Где и прятал-то, родимую? Души ведь в мужичонке на алтын с полушкой!
— Мы хучь в арестантских ротах и не парились, но тоже кой-чего могем! — осклабился хозяин. — Я и сухарей призаначил, солонинки чуток… Ну што, паря, за конец твоей каторги, за жисть вольную, новую!
«Да уж, вольную! Вольнее некуда… ходи, чалый, ходи кругом, куда повод пустит!..» Из посуды в сарае у Филата, запасливого насчет всего, что касалось выпивки, нашлась пара туесков из заскорузлой бересты. Выпили, захрустели сухарями.
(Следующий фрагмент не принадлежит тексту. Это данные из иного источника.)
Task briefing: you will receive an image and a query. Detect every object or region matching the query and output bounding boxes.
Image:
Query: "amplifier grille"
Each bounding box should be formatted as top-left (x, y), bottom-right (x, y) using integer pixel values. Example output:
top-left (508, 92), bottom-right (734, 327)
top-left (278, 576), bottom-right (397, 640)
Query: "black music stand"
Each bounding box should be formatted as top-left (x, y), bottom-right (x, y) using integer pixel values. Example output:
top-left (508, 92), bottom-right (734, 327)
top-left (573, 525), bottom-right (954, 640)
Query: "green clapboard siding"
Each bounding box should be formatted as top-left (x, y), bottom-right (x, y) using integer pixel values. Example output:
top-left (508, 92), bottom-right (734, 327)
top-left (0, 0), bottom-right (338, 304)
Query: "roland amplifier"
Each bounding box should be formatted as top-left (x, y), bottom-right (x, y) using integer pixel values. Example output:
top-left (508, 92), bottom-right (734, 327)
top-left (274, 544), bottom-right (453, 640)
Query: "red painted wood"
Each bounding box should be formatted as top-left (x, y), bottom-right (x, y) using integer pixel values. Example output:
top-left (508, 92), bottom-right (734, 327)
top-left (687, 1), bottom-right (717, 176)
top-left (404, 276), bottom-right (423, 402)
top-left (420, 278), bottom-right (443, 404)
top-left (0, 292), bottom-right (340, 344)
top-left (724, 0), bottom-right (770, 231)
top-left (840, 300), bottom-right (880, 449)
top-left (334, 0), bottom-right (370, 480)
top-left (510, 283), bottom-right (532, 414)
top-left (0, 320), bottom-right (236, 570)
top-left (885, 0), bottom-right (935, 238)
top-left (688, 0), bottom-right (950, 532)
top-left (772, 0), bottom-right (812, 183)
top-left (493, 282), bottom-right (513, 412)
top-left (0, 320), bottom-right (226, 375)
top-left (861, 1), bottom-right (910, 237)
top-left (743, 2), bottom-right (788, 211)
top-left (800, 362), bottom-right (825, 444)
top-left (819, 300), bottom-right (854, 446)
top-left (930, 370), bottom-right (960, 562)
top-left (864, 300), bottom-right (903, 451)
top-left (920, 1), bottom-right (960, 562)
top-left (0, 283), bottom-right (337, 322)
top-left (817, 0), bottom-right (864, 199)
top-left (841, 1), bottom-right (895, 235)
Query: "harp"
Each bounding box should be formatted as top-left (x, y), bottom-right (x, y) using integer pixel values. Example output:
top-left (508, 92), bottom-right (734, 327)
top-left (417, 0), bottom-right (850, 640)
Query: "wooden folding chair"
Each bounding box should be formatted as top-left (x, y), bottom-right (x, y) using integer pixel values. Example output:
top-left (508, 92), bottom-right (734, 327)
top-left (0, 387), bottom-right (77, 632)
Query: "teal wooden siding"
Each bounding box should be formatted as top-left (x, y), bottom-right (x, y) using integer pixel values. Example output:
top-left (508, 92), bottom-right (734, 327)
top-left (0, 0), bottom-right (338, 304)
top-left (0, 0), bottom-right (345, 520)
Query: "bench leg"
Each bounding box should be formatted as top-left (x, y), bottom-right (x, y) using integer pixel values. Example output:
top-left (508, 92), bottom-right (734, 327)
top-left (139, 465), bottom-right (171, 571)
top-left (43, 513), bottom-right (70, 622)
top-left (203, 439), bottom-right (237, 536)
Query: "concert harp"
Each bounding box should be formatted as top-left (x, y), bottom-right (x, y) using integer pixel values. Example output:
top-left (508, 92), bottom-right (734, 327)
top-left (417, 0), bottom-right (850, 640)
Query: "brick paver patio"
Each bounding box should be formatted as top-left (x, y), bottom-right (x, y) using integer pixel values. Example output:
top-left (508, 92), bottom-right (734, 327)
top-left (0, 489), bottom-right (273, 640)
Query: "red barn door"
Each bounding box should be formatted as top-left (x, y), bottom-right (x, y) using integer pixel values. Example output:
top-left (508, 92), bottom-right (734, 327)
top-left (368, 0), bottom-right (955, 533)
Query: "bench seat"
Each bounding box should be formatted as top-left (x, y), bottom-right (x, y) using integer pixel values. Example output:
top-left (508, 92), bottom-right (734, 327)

В сарае было холодно — не в пример холодней, чем в избе; в щели то и дело врывался колючий ветер, озоровал по углам, задувал снежную пыль.
— Топором помашу. Согреюсь. Да и твоя пусть слышит: работаем.
— Помаши, помаши! — охотно согласился хозяин. Поначалу топор едва не вырвался из рук — запястья отозвались плохим, стеклянным хрустом, — так что Филат даже отшатнулся в испуге:
— Чего балуешь, паря?! Зашибешь ить, варначина!
Ты не ответил; ухватил топор покрепче. Вскоре дело пошло на лад. Когда на лбу наконец выступила испарина, в углу сарая уже высилась изрядная горка свеженаколотых дров. Филат тем временем, похоже, успел оприходовать новый туесок сивухи — по крайней мере, раскраснелся он не хуже тебя самого, хоть и не взмахнул топором ни разу.
«На киче за такое западло, враз шнифт своротят», — равнодушно подумал ты. И сам поморщился. Ботать по квэнье — дело нехитрое, если ты в законе, по острогам иначе и не сложится. А вот думать… думать по-другому надо. По-разному. Иначе враз где-нибудь подловят. Пора отвыкать. Ты, морэ, теперь честный ссыльный, а не гнилой острожник, год-два, и вовсе, глядишь, в крестьянский разряд переведут; вокруг люди вольные, говорят не так, как на той же киче. Хотя отвыкай не отвыкай, все едино: год-другой (это ежели повезет!) — и загнешься, вместо разряда крестьянского…
— Взопрел, паря? Ну, дык накатим еще по одной! Эх, жисть наша пропащая…
По одной так по одной. За жисть пропащую. -…За што ж тебя по этапу-то, паря?
Хотелось отмолчаться — о таком болтать что огонь хватать! — но Филат не отставал. Крепкий до хмеля оказался мужичонка; кого другого уже б с ног свалило, а этот — зарумянился только, да язык чуть заплетаться стал.
— Коня свел, — неохотно ответил ты.
— А-а, дык ты коний вор! — почему-то обрадовался хозяин.
— Лошадник, — поправил ты, отвернувшись, но Филат не обратил на это внимания.
— А у меня, един свищ, коня нету! — тут же поспешил он разъяснить свою радость.
— Вот кабы ты душегубцем оказался или, стал-быть, еще што учинил…
— Там, где живешь, — не гадь, — процедил ты сквозь зубы.
Филат на некоторое время заткнулся, явно пытаясь переварить услышанное. В голове уже изрядно шумело, зато перестала наконец ныть спина и руки стали почти прежними. Конечно, это ненадолго, но… мэ ма-тыем, мэ матыем, ромалэ, лэ ли, да дэвлалэ… захмелел я, захмелел — ай, братцы, боже мой!..
Ты молча разлил в туески остатки сивухи.
— Дык ить ежели коньего вора поймают, паря, то властям не сдают. Сами забивают, всем миром…
— И меня забивали — да не забили. А вот подельщика моего… Выпей, Филат, за упокой души.